How to add columns (or mutate) in polars.

1 2 3 4 5 6 7 8 9

Adding Columns

In pandas you may be used to calling .assign() when you want to add a new column. In polars you'd use the with_columns method instead. The example below demonstrates how you might use it.

import polars as pl

df = pl.read_csv("wowah_data.csv", parse_dates=False)
df.columns = [c.replace(" ", "") for c in df.columns]
df = df.lazy()

# Note that you need to call `.collect()` if you want to see results.
df.with_columns([
    pl.col("guild") != -1,
    pl.col("timestamp").str.strptime(pl.Datetime, fmt="%m/%d/%y %H:%M:%S"),
]).collect()

The idea here is that you can pass a list of "expressions". You'd use the pl.col() function to refer to a pre-existing column.

Expressions

Polars expressions can be used in various contexts and produce new columns. Just to compare, where in pandas you'd write;

df.assign(guild=lambda d: d['guild'] != -1)

You'd write this in polars;

df.with_columns([
    pl.col("guild") != -1
])

There's a few differences here worth pointing out.
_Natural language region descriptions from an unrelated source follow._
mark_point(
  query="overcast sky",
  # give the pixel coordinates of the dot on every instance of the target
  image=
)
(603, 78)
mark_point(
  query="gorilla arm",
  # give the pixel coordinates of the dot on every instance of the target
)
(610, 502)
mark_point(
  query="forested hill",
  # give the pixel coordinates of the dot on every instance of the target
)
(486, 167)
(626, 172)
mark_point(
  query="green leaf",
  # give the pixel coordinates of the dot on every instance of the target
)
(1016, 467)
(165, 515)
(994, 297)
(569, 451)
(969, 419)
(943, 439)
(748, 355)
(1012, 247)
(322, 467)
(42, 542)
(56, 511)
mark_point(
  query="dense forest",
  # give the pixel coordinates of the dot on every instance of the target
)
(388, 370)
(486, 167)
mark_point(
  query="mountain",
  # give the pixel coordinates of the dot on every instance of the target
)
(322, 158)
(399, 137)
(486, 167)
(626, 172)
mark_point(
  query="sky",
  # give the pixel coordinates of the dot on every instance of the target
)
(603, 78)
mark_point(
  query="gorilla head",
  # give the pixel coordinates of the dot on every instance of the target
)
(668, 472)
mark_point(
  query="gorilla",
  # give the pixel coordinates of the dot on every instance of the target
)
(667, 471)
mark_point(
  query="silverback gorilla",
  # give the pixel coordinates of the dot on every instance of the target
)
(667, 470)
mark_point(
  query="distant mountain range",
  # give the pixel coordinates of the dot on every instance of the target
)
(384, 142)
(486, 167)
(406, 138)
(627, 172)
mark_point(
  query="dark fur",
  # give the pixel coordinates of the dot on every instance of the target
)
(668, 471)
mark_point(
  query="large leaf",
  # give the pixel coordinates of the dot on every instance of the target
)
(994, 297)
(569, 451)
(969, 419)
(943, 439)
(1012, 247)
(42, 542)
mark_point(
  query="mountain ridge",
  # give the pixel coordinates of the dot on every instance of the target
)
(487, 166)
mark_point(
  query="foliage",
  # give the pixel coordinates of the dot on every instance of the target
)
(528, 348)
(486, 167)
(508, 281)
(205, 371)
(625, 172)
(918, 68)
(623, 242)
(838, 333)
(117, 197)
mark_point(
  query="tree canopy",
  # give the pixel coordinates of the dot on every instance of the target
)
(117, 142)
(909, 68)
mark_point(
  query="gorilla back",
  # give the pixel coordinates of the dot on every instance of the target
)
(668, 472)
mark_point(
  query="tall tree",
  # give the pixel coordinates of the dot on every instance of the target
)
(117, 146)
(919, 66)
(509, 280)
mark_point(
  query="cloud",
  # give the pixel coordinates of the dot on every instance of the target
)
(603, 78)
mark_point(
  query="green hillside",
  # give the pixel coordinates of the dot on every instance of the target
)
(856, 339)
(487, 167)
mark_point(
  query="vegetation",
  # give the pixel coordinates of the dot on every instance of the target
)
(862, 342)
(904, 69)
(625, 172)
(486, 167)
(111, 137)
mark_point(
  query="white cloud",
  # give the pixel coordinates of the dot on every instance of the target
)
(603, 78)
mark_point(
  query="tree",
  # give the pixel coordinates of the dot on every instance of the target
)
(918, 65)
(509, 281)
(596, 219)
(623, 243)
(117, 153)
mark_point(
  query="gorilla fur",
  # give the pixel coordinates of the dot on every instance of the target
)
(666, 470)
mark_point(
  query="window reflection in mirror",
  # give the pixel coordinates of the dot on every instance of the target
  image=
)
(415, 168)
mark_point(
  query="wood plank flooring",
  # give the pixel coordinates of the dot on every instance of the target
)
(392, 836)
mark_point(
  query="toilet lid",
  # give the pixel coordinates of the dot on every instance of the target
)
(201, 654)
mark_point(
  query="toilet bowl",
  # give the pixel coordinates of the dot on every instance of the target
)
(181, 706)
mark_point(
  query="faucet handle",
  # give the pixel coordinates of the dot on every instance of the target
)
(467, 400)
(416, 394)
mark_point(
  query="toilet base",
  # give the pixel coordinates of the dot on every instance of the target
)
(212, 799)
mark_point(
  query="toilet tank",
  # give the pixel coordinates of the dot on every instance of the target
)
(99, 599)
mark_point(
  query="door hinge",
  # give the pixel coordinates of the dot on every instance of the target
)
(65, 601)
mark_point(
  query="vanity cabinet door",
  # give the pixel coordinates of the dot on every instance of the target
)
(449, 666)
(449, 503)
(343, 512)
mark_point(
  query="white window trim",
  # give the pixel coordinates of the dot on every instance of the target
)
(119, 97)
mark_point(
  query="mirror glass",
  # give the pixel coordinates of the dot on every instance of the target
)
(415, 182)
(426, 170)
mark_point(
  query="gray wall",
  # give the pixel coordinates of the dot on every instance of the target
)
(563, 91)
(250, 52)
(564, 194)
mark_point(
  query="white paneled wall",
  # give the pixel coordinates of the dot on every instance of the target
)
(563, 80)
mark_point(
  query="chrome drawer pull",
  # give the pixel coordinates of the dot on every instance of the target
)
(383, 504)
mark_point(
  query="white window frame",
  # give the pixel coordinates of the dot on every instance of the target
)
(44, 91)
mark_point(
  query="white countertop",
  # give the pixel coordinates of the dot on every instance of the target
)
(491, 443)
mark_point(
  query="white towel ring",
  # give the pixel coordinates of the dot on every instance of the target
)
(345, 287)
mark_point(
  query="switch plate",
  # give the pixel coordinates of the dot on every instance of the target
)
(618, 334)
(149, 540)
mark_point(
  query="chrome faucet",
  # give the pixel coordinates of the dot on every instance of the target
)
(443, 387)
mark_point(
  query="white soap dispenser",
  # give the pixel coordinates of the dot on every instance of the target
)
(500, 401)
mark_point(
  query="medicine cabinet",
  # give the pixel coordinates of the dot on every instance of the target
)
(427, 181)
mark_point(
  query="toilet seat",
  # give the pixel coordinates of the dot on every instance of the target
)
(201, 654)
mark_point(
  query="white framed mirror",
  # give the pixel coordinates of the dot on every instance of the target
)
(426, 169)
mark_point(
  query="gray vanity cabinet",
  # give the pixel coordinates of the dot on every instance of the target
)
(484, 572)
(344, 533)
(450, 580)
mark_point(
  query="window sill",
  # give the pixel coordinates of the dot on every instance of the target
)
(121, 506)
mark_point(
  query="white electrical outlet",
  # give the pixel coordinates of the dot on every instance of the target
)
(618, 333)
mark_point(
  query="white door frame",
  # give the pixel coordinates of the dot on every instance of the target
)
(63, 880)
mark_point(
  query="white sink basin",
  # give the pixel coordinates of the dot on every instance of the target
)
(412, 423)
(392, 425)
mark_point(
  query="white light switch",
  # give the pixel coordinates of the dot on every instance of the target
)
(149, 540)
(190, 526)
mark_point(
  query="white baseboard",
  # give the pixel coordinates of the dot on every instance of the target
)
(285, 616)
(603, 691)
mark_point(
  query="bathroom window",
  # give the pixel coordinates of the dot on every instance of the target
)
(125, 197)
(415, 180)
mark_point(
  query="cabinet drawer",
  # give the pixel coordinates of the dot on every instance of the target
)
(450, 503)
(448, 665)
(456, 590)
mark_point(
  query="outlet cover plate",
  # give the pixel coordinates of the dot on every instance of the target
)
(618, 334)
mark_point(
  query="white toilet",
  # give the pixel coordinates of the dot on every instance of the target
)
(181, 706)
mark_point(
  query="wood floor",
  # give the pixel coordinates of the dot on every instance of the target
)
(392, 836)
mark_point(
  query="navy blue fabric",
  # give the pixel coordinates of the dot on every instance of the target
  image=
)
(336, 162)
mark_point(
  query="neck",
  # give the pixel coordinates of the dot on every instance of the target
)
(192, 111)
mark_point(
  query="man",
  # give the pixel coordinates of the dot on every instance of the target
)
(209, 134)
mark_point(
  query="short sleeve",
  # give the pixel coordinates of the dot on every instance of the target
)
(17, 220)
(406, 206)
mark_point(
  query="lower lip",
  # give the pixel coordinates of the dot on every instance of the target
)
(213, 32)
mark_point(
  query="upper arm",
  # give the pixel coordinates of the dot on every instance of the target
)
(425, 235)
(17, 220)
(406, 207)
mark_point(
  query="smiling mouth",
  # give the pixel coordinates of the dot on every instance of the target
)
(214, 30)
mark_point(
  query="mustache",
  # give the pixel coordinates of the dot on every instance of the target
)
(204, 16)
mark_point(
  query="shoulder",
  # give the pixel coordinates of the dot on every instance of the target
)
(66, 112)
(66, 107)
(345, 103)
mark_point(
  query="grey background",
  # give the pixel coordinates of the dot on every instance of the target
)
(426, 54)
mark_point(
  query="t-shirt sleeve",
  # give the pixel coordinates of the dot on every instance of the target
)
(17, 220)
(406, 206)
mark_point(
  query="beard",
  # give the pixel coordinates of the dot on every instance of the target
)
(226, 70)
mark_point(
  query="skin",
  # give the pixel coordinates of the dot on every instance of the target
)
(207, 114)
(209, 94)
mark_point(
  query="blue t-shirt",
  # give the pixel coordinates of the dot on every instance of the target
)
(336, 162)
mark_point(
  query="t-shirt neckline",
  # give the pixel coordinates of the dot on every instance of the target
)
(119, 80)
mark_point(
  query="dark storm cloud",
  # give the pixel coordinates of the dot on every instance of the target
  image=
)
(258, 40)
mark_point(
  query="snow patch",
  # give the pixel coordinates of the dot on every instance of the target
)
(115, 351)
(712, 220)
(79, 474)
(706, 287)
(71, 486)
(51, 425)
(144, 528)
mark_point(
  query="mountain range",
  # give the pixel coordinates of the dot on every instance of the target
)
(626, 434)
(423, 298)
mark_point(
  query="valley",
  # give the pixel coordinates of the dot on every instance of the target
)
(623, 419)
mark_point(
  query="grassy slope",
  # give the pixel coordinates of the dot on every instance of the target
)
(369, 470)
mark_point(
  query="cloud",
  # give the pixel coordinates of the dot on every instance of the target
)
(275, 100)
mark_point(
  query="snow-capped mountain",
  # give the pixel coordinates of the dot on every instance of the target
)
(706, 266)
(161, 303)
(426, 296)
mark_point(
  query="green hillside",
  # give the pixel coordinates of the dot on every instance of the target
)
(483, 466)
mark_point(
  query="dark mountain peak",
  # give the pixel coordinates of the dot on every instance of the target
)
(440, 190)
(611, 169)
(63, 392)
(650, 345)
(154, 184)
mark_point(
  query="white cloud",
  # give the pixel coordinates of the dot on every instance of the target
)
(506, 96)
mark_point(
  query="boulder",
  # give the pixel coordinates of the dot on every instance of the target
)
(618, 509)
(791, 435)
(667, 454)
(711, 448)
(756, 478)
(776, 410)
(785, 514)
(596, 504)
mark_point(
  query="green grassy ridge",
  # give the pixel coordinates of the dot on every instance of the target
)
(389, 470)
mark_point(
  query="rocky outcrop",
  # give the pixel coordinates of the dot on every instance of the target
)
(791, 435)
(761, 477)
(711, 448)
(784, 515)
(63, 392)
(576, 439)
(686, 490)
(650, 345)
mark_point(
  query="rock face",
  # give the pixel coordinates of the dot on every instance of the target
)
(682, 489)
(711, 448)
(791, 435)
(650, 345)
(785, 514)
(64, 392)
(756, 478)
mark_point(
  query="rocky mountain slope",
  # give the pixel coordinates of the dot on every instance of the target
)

  1. Pandas needs a (lambda) function to be called by .assign(). This function describes how a new column is created. You could use numpy but also slow list-comprehensions if you'd like. It also immediately run when .assign() is called. That means there's no opportunity for pandas to inspect what's inside of the function, which removes any possible optimisation.
  2. Polars uses a reference to a column via pl.col("guild"). It describes what* needs to happen, but doesn't describe "how". That means that polars can leave it up to the internal rust code to figure out what the most performant computational method is. It also means that there's an option for parallelisation as well.

Syntax

Expressions can be constructed by chaining together many commands. Like below;

df.with_columns([
    pl.col("timestamp").str.strptime(pl.Datetime, fmt="%m/%d/%y %H:%M:%S"),
])

Just like pandas, polars uses .str and .dt submodules to expose methods for string and datetime columns. Althought it should feel familiar to a pandas user, there are minor differences in the API. You can check the docs for expressions that work on columns.